Figure 3 summarises the benchmarking results between nf-rnaSeqCount and the Rsubread package in terms of their time, memory and CPU usage when performing genome indexing, read alignment and read counting. The nf-rnaSeqCount pipeline was able to distribute tasks across multiple nodes on the Wits Computing cluster, i.e., run jobs in parallel, in addition to multi-threading, whereas the Rsubread applications were multi-threaded only on a single node.
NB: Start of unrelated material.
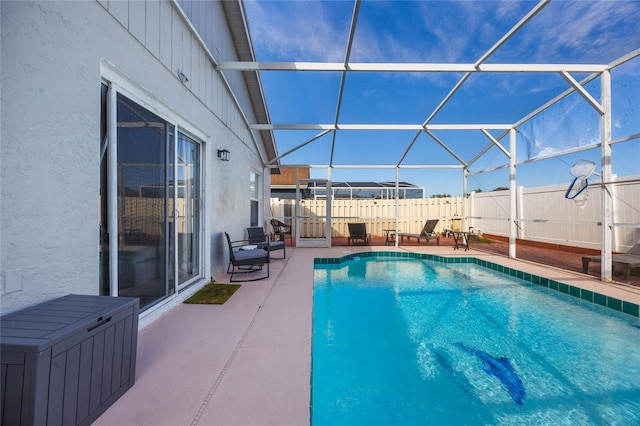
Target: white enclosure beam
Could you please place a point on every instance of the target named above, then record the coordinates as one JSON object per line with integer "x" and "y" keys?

When it comes to reference genome indexing, both the nf-rnaSeqCount (using STAR and Bowtie) and Rsubread (using index) performed equally in terms of time usage, with each tool completing the task in 66 and 71 minutes, respectively. The nf-rnaSeqCount utilised more resources for indexing (35 GB of memory and 825% of allocated CPUs) compared to Rsubread (16 GB and 99% of allocated CPUs). For the alignment of the RNA-seq reads to the reference genome, nf-rnaSeqCount (using STAR) outperformed Rsubread (using align), with the alignment tasks completed 31 and 215 minutes, respectively. nf-rnaSeqCount completed the alignment tasks using 30 GB of memory and 648% of the allocated CPUs, whilst Rsubread completed the alignment tasks using 18 GB of memory and 1088% of the allocated CPUs.
Finally, for the read counting, the nf-rnaSeqCount (using htseq-count and featureCounts) was outperformed by Rsubread (using featureCounts), with the read counting tasks completed in 235 and 6 minutes, respectively. nf-rnaSeqCount completed the read counting tasks using 3 GB of memory and 810% of the allocated CPUs, whilst Rsubread completed the alignment tasks using 3 GB of memory and 870% of the allocated CPUs. The huge difference with time usage seen between nf-rnaSeqCount and the Rsubread when it comes to read counting can mainly attributed to htseq-count. Unlike other tools in both workflows, htseq-count cannot be multi-threaded, thus drastically reducing performance and increasing amount of time it takes to complete the read counting tasks for the nf-rnaSeqCount workflow.